19 Oral - James F. Crow Early Career Researcher Award Finalist Talks
Wednesday June 08, 2:55 PM - 3:20 PM

Agricultural adaptation of common waterhemp over the last two centuries


Authors:
Julia M. Kreiner 1,2; Sergio M. Lattore 3,4; HernĂ¡n Burbano 3,4; John R. Stinchcombe 2; Sarah P. Otto 5; Detlef Weigel 3; Stephen I. Wright 2

Affiliations:
1) Department of Botany, University of British Columbia; 2) Department of Ecology & Evolutionary Biology, University of Toronto; 3) Department of Molecular Biology, Max Planck Institute for Biology; 4) Division of Biosciences, University of College London; 5) Department of Zoology, University of British Columbia

Keywords:
Ancient DNA

North America has seen one of the greatest increases in agricultural land use over the last two centuries, and in the latter half of the 20th century, intensification of agricultural practices. Native plants that predate this transition and that persist in the face of extreme human-mediated disturbance present a remarkable opportunity to learn about the evolutionary consequences of contemporary land use and input regimes.

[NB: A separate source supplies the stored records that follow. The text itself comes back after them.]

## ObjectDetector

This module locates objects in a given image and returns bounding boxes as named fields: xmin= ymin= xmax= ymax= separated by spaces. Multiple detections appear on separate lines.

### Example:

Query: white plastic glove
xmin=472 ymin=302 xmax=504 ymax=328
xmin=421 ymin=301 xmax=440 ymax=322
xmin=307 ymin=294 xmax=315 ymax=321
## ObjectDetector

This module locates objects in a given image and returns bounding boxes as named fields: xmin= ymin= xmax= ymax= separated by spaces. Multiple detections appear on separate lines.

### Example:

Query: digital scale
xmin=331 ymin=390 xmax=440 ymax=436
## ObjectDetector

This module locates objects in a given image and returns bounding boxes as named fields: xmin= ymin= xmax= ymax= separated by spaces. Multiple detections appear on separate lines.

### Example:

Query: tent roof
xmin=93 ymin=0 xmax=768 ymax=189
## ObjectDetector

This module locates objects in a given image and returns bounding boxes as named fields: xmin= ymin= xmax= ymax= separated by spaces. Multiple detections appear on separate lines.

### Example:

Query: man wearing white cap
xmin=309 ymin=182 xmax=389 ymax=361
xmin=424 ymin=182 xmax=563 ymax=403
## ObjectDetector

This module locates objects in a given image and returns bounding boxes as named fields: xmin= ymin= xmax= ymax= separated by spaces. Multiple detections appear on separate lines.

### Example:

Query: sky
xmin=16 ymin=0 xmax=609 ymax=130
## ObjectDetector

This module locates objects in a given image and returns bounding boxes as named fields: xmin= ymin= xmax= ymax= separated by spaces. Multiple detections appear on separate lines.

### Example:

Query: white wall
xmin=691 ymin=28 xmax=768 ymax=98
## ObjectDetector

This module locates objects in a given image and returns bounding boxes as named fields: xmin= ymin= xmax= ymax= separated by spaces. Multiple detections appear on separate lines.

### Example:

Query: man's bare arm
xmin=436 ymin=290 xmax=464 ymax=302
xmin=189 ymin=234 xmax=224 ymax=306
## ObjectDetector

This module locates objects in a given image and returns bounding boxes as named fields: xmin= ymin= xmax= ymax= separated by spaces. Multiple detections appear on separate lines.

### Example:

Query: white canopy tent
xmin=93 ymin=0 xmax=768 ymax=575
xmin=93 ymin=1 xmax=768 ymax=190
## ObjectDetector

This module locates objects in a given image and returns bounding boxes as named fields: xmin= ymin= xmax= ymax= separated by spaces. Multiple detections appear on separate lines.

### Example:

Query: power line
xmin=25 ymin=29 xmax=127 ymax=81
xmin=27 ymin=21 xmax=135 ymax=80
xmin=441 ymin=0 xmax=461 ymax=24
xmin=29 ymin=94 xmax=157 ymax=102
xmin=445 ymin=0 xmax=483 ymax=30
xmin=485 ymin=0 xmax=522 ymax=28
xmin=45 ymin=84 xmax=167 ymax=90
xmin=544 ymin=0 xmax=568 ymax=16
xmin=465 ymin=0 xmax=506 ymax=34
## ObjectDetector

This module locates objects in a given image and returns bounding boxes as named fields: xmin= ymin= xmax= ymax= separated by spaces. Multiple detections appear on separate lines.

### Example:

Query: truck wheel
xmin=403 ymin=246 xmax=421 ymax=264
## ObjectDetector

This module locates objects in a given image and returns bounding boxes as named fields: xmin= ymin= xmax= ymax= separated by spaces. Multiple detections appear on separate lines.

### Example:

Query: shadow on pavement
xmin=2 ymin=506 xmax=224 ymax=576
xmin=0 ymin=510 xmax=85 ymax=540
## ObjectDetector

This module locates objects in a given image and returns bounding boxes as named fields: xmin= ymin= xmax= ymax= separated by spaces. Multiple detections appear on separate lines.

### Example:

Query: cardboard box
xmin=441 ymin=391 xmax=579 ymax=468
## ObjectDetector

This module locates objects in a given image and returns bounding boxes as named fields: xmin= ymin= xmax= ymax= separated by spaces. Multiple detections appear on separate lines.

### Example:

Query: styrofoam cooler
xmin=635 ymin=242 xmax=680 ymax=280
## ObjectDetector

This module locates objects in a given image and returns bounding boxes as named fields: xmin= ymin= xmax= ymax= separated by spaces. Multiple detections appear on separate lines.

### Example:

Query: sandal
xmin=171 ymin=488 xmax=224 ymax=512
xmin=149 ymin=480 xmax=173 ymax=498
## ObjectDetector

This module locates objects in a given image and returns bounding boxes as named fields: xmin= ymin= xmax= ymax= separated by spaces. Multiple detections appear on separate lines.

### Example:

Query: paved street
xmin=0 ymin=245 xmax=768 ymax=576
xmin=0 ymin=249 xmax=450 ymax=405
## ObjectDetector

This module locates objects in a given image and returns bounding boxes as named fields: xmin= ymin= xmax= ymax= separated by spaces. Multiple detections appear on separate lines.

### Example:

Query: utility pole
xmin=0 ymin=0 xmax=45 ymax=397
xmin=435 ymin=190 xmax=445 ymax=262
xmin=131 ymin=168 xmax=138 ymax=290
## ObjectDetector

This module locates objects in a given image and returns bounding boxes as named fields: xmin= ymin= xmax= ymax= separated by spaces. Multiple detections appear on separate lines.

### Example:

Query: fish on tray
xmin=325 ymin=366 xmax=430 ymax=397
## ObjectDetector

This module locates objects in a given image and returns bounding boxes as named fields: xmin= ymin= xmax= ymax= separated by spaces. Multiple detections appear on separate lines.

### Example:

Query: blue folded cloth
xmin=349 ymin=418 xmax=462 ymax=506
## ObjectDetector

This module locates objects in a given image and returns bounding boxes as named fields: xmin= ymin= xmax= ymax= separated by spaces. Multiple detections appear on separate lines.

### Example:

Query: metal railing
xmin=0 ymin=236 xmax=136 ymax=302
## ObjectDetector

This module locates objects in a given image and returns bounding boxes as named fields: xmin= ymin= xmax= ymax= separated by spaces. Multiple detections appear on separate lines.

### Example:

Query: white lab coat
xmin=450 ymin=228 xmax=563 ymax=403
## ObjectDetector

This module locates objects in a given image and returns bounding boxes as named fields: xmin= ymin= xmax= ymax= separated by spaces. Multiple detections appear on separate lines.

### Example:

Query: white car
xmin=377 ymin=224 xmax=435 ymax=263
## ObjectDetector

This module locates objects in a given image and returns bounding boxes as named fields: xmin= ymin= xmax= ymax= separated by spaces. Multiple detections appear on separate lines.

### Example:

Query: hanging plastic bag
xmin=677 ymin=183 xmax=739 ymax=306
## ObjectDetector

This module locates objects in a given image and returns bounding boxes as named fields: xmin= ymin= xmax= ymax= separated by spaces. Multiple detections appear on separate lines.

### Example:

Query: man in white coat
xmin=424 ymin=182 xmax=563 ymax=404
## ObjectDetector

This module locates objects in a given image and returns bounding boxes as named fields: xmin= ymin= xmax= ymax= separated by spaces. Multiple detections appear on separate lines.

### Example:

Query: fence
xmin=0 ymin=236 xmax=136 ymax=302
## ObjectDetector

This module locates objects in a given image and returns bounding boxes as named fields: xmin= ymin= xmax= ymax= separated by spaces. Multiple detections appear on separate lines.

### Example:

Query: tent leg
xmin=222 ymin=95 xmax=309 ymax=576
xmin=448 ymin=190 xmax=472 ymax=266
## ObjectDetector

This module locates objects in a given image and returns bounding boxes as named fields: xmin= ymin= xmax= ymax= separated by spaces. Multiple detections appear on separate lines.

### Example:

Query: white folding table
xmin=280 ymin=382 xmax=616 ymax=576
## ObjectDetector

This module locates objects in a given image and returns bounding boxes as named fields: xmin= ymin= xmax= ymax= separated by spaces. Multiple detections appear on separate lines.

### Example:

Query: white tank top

We studied the extent and tempo of agricultural adaptation in a native plant now pervasive in agricultural habitats, common waterhemp (Amaranthus tuberculatus), through sequencing paired samples from natural and agricultural environments from the present day and historical individuals spanning the last two centuries. Despite near panmixia among environments, numerous loci across the genome showed strong evidence of antagonistic selection. These loci, including alleles coding for resistance to herbicides, have increased in frequency by more than 20% in agricultural environments over the last ~150 years with nearly all such change occurring since the intensification of practices in the 1960s (s = 0.0267). Over the same period, we show a clear expansion of southwestern ancestry into the northeastern part of the range and particularly so in agricultural environments. Regions of the genome enriched for southwestern ancestry showed the strongest signals of agricultural selection, implying a strong link between demographic and selective contemporary change. The intensification of agriculture has thus had extensive evolutionary impacts on both genome-wide diversity and variation for fitness in this native plant, facilitating its success as a 21st-century agricultural weed.